How will evaluation criteria be combined?

Could you share more details about how the criteria (forecast skill, rigor, …) will be combined into one score? You provided the weighting, but it’s not transparent how each criterion is brought to the same scale as the others.

Even for the criteria with a quantifiable scale “Forecast Skill (Hindcast cross-validation) (30%)”, there are many options. Will the score/points/grades for the forecasting skill be based on ranking? Do only the X top spots get points? Or will the pinball score be directly used somehow? Or in relation to some state-of-the-art score?

I’m asking for a very pragmatic reason: I’m trying to decide whether I should sacrifice model efficiency to squeeze out a few extra points on the leaderboard.

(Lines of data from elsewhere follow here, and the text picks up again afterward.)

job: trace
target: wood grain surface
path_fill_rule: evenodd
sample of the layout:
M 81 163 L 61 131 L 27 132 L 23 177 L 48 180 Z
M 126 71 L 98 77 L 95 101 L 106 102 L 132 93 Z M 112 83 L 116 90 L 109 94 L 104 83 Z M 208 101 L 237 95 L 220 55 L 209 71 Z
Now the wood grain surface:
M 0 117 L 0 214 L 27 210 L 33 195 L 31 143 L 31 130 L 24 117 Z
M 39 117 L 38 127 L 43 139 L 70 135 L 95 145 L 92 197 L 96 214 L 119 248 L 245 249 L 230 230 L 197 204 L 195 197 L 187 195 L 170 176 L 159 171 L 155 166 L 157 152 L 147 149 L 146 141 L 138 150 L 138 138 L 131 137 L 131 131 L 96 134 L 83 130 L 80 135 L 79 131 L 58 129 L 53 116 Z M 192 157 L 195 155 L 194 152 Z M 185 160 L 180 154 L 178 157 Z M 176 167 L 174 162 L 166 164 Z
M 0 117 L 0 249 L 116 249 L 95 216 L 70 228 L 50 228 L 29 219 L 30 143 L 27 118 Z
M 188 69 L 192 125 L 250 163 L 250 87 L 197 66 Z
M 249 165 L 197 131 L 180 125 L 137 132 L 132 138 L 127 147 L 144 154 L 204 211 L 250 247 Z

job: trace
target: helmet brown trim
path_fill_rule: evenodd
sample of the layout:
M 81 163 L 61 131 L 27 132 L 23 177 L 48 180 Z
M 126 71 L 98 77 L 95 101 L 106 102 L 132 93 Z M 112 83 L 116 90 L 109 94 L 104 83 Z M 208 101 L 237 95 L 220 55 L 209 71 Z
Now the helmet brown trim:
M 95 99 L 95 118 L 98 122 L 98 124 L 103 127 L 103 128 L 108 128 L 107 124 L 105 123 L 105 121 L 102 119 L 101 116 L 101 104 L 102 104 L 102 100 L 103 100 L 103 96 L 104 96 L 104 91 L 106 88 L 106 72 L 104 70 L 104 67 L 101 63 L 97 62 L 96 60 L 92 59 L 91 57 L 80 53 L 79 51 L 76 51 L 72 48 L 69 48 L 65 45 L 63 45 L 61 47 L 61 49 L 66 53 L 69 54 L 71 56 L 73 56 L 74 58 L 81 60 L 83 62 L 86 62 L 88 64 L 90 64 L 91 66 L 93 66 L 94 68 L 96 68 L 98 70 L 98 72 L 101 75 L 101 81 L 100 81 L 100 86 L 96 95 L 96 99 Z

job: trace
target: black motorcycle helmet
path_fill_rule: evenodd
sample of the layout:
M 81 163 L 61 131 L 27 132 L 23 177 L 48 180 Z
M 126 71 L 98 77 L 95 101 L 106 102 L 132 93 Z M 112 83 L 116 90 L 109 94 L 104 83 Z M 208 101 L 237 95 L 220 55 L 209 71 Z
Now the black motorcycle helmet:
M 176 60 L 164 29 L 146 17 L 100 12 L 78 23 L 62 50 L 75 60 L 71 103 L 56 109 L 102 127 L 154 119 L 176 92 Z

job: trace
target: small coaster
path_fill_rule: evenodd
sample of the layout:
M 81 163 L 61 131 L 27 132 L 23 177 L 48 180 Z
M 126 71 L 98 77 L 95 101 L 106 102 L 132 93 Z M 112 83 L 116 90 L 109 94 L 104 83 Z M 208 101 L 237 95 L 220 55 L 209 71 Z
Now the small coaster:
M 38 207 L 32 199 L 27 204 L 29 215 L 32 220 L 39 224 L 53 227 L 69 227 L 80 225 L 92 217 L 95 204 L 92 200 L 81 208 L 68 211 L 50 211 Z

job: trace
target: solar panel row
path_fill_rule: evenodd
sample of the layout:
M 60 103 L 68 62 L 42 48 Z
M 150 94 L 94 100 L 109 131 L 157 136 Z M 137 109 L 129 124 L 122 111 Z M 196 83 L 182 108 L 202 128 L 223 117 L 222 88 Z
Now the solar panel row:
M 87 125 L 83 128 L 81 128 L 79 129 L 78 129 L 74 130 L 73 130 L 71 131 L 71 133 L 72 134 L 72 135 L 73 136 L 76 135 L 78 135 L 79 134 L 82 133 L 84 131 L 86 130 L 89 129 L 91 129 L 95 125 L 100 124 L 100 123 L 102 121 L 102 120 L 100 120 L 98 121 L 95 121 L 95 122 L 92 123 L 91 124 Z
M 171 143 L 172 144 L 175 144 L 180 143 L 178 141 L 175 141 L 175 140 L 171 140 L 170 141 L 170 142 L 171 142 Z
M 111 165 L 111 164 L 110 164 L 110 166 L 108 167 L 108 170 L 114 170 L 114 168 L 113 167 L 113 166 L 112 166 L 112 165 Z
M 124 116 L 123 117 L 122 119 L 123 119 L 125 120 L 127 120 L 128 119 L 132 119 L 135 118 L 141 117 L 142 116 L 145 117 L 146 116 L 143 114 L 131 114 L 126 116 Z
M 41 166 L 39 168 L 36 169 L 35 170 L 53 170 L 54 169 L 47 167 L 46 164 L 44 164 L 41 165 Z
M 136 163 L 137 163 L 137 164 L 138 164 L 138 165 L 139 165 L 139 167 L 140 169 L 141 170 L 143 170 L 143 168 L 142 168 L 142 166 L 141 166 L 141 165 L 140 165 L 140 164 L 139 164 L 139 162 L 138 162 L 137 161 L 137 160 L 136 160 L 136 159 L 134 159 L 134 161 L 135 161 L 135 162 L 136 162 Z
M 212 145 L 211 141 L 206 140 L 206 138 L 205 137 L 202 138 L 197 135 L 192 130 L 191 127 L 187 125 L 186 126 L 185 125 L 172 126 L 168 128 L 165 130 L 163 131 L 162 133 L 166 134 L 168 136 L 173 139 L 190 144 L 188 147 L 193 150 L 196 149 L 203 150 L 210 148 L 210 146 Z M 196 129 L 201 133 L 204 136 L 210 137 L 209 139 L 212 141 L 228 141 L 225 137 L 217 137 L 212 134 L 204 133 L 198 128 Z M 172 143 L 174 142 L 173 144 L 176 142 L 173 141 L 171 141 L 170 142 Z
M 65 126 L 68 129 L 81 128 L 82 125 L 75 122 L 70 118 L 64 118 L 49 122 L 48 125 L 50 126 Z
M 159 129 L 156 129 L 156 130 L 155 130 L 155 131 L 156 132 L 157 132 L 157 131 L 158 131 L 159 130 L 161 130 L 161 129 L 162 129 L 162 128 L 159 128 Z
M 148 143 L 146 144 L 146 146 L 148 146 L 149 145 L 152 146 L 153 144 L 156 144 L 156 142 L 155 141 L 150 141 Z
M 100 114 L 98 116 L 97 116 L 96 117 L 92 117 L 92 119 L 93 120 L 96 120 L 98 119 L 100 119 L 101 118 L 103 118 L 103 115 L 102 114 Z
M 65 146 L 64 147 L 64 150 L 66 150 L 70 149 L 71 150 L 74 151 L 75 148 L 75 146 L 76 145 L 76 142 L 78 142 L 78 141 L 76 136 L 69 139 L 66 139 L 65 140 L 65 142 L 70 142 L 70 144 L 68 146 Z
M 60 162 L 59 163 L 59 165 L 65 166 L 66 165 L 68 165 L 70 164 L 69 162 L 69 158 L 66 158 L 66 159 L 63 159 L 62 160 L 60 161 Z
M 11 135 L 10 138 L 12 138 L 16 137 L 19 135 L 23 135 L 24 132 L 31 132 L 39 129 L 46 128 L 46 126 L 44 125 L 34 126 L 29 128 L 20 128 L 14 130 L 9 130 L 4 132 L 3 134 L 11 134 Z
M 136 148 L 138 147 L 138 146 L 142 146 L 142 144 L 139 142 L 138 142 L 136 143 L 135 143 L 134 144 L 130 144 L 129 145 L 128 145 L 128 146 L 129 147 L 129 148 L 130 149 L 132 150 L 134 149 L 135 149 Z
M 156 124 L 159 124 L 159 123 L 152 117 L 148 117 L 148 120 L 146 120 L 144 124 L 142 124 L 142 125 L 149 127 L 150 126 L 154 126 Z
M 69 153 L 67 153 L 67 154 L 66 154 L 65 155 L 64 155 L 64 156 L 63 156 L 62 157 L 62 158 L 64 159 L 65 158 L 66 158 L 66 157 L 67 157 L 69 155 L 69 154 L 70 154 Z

Are there any more details that you can share at this time about how the evaluation criteria will be combined?

Hi @kurisu,

Thanks for your patience. We’re not able to provide any further specific details at this time.

However, the tradeoff between efficiency and forecast skill you mention sounds relevant to the evaluation of your model, and we encourage you to include results about it in your report. Judges will take all reported results into account during the evaluation process.

@jayqi,

I’m of the opinion that integrity demands I make this comment now, rather than at a later date: these contests are a huge investment of time (take it from me). It’s literally always necessary to sacrifice other opportunities in order to prioritize the best one(s). While I’ve enjoyed the contest – and am currently very pleased with my choosing to compete, instead of sacrificing this particular opportunity in favor of another (~1st place) – the rules have made it all but impossible to make plans. The work involved with these things already borders on exploitative, given how easy it is to walk away with nothing. Making business decisions impossible on top of that risk feels, to be perfectly frank, like adding insult to injury.

Just food for thought from someone that’s done something like a dozen for various government agencies. Thank you for your time spent reading my opinion, and best of luck all.